I Am Taller Than Everyone I See

It may not be obvious at first but is possible to show that;

${ P }_{ N }={ P }_{ N-1 }+\frac { 1 }{ N }$

Let us consider the last person, this person has $\frac { 1 }{ N }$ of being the tallest. Which gives you $1+{ P }_{ N-1 }$ people who are able to give this statement. If we consider everyone except the last person, that is $N-1$ , you get ${ P }_{ N-1 }$ who are able to give this statement.So in fact we get,

${ P }_{ N }={ P }_{ N-1 }+\frac { 1 }{ N }$

also for ${ P }_{ N-1 }$ by the same method

${ P }_{ N-1 }={ P }_{ N-2 }+\frac { 1 }{ N-1 }$

Inductively we get

${ P }_{ N }=1+\frac { 1 }{ 2 } +\frac { 1 }{ 3 } +\frac { 1 }{ 4 } .............\frac { 1 }{ N }$

which is essentially a finite harmonic series in the form

$\sum _{ k=1 }^{ N }{ \frac { 1 }{ k } }$

$\left\lfloor \left( 1000 \right) \sum _{ k=1 }^{ 200 }{ \frac { 1 }{ k } } -\sum _{ k=1 }^{ 198 }{ \frac { 1 }{ k } } \right\rfloor =\left\lfloor 1000\left( \frac { 1 }{ 199 } +\frac { 1 }{ 200 } \right) \right\rfloor =10$

Let the people be $\alpha_1 \cdots \alpha_N$ , where $\alpha_1$ is the first person in line and $\alpha_N$ is the last person in line.

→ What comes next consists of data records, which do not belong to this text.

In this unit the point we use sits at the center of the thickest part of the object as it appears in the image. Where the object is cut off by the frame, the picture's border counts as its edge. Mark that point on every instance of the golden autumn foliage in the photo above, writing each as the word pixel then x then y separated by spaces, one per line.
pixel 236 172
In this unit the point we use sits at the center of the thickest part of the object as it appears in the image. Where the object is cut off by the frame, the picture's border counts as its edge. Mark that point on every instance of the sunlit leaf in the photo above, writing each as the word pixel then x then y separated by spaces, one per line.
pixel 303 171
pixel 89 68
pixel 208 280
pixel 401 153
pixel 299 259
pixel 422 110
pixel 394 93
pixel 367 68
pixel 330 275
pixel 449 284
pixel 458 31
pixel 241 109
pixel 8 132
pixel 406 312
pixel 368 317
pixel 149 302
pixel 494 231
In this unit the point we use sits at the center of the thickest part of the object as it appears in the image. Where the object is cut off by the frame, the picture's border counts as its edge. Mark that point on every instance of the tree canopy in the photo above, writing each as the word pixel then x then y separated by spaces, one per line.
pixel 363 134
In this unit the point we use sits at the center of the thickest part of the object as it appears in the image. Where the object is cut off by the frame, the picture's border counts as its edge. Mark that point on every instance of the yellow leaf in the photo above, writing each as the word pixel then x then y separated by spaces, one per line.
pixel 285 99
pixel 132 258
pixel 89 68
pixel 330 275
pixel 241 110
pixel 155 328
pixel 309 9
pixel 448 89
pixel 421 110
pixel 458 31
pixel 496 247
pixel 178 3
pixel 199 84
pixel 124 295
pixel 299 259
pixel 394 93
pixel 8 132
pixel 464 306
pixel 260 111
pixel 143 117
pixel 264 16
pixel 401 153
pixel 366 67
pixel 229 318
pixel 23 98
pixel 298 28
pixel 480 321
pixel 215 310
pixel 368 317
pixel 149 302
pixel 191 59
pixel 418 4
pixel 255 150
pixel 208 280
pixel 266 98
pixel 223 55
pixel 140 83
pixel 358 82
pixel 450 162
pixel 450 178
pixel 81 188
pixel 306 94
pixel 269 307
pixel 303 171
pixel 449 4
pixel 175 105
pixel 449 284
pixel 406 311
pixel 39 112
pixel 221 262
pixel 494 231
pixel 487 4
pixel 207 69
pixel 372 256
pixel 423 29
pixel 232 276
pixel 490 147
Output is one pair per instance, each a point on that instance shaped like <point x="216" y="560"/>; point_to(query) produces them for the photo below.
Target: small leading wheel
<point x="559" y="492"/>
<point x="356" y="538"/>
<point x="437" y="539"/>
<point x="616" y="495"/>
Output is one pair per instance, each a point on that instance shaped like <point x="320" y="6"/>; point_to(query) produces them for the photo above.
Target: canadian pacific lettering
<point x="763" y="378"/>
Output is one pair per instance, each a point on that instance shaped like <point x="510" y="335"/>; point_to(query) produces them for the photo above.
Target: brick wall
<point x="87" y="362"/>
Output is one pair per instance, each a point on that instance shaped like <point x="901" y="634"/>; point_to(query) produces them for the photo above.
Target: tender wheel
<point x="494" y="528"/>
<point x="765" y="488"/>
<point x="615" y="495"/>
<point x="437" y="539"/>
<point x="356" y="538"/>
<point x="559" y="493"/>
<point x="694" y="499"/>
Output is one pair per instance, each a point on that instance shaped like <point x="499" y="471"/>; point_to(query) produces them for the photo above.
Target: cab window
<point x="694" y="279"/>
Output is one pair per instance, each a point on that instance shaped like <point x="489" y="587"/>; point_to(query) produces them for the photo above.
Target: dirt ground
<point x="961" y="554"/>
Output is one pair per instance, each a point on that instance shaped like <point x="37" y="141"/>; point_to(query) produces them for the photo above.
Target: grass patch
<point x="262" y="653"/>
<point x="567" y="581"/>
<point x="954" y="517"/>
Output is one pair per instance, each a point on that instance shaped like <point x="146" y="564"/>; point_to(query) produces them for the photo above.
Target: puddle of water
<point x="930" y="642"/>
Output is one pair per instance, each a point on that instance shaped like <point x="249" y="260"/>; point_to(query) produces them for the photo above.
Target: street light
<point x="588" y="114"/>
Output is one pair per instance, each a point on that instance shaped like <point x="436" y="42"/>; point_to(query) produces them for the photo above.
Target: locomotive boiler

For each $1 \leq i \leq n$ , let $X_i$ be equal to 1 if person $\alpha_i$ is taller than everyone in front of him, and 0 otherwise. Then $P_N = X_1 + \cdots X_n$ . The average value of $P_N$ is the same as the expected value of $P_N$ . The expected value of any $X_i$ is just $\frac{1}{i}$ because it is just the probability that in the first $i$ people, $\alpha_i$ is the tallest, and any person in this set of people is equally likely to be the tallest. Thus, by the linearity of expectation, we see that the expected value, or average, of $P_N$ is just the sum of the first $n$ terms of the harmonic series, and now it is very easy to numerically compute that answer, which comes out to 10.